ハンバーガーで腹いっぱいになると言う、貴重な経験をして家に帰る。
米粉バンズ…侮れん。キッツキツって訳じゃないが、暫くジャンクフードはいいやと思うくらいにはダメージを受けた。
「俺ん家こっから近いからよ。このまま帰る。親睦会?ってえの?やる日にち決まったら教えてくれ」
木村はこの近くのバス停から帰るようだ。
「おう。じゃあな」
木村を残して全員駅に向かう。
「千明さん、寒くないか?」
「コート着ているから平気よ」
「そうか。じゃあ俺のスカジャン着ろよ」
「コート着ていると言ったでしょう!?見えないの!?聞こえないの!?」
「……俺、河内よりはマシだよな?」
ヒロが慄きながら訊ねてくる。
「若干な。若干だぞ?」
調子に乗せないように釘を刺さなきゃだ。つか、河内よりひどい奴はそうはいないだろ。
つーかマジ寒い。雪もチラホラ降って来たし。
そうなると、河内は俺ん家に泊まる事になるのか?ヒロん家行かねーかな。野郎共だけならそんなウザくはないからいいけども。
春日さん、楠木さん、国枝君、黒木さん、里中さんの順に帰って行く(停車駅の関係で)。
なので、今現在電車に揺られているのは俺、ヒロ、生駒、麻美、川上中の女子トリオ。
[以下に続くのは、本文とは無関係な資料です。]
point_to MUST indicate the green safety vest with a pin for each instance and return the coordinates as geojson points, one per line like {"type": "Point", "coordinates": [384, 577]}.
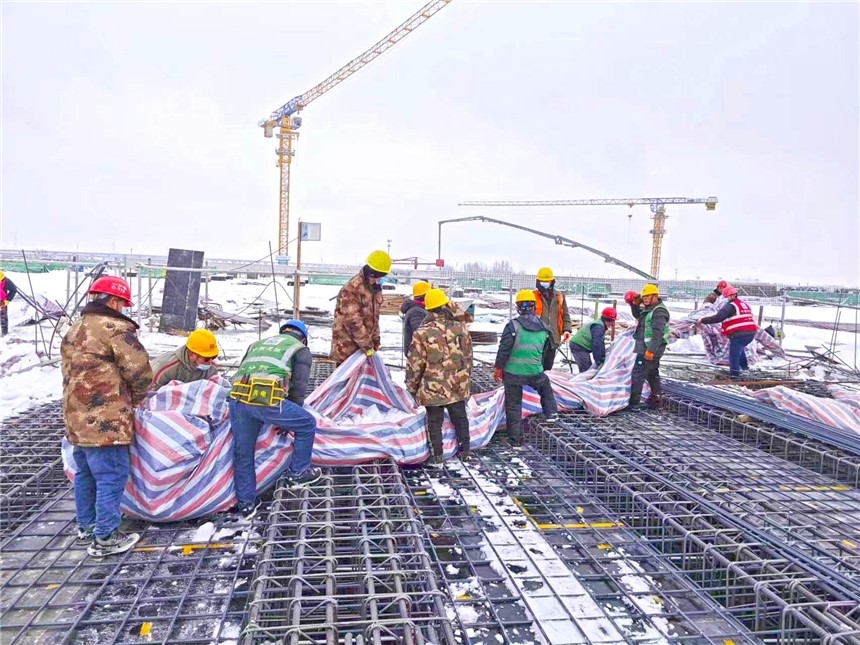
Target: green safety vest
{"type": "Point", "coordinates": [270, 357]}
{"type": "Point", "coordinates": [648, 329]}
{"type": "Point", "coordinates": [527, 354]}
{"type": "Point", "coordinates": [583, 336]}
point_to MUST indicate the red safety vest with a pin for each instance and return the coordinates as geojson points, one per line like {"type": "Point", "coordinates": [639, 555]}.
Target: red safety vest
{"type": "Point", "coordinates": [741, 321]}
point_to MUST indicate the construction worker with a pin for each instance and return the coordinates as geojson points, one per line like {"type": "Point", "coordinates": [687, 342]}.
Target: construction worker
{"type": "Point", "coordinates": [439, 372]}
{"type": "Point", "coordinates": [551, 307]}
{"type": "Point", "coordinates": [651, 336]}
{"type": "Point", "coordinates": [738, 325]}
{"type": "Point", "coordinates": [270, 388]}
{"type": "Point", "coordinates": [191, 362]}
{"type": "Point", "coordinates": [8, 291]}
{"type": "Point", "coordinates": [413, 312]}
{"type": "Point", "coordinates": [716, 293]}
{"type": "Point", "coordinates": [525, 351]}
{"type": "Point", "coordinates": [356, 314]}
{"type": "Point", "coordinates": [588, 341]}
{"type": "Point", "coordinates": [106, 373]}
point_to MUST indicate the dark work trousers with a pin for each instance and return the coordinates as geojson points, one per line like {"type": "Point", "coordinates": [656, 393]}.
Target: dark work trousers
{"type": "Point", "coordinates": [582, 357]}
{"type": "Point", "coordinates": [514, 400]}
{"type": "Point", "coordinates": [646, 371]}
{"type": "Point", "coordinates": [737, 356]}
{"type": "Point", "coordinates": [435, 418]}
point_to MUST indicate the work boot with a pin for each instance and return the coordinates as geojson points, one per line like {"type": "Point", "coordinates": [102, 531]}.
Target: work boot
{"type": "Point", "coordinates": [115, 543]}
{"type": "Point", "coordinates": [307, 478]}
{"type": "Point", "coordinates": [85, 535]}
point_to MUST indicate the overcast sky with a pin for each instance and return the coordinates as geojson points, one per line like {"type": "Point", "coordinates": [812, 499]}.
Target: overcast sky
{"type": "Point", "coordinates": [133, 126]}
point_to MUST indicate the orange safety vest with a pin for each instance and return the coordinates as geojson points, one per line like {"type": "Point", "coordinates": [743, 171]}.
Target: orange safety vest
{"type": "Point", "coordinates": [539, 308]}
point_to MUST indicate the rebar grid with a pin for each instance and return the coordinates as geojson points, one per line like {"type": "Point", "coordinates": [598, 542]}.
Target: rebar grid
{"type": "Point", "coordinates": [817, 515]}
{"type": "Point", "coordinates": [31, 469]}
{"type": "Point", "coordinates": [776, 596]}
{"type": "Point", "coordinates": [345, 560]}
{"type": "Point", "coordinates": [809, 453]}
{"type": "Point", "coordinates": [624, 580]}
{"type": "Point", "coordinates": [177, 586]}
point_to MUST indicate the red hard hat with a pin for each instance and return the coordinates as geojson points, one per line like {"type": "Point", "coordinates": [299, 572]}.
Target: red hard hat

そして河内。
その河内の隣で果敢にアタックされている横井さんがうんざりした口調で言う。
「河内君、バイクで来たのでしょう?帰りはどうするのかしら?」
「俺の身を案じてくれるとは…まさか好感度MAX状態なのか!?」
「質問に答えなさい。帰りはどうするの!?」
結構な迫力で訊ねた横井さんにビビりながら返す。
「き、今日は緒方ん家に泊まろうかなと…」
「そう。雪も降って来たから、その方がいいわね」
やっぱ泊まるのかよ…覚悟はしていたけどな。
「えー?今日はダーリンのお家に泊まろうかなって思っていたのに」
「じゃあ家来なよ。隆と河内君ばっか泊まって遊ぶんじゃムカつくでしょ。ガールズトークしようよ」
麻美さんが遥香をお誘いした。
「そうしようかな。波崎と横井はどう?」
「私、明日朝からシフトだから」
「泊まる用意なんてしていないわ」
麻美さんと彼女さんだけお泊まる事になった。つか自分で言ってなんだが、お泊まるってなんだ?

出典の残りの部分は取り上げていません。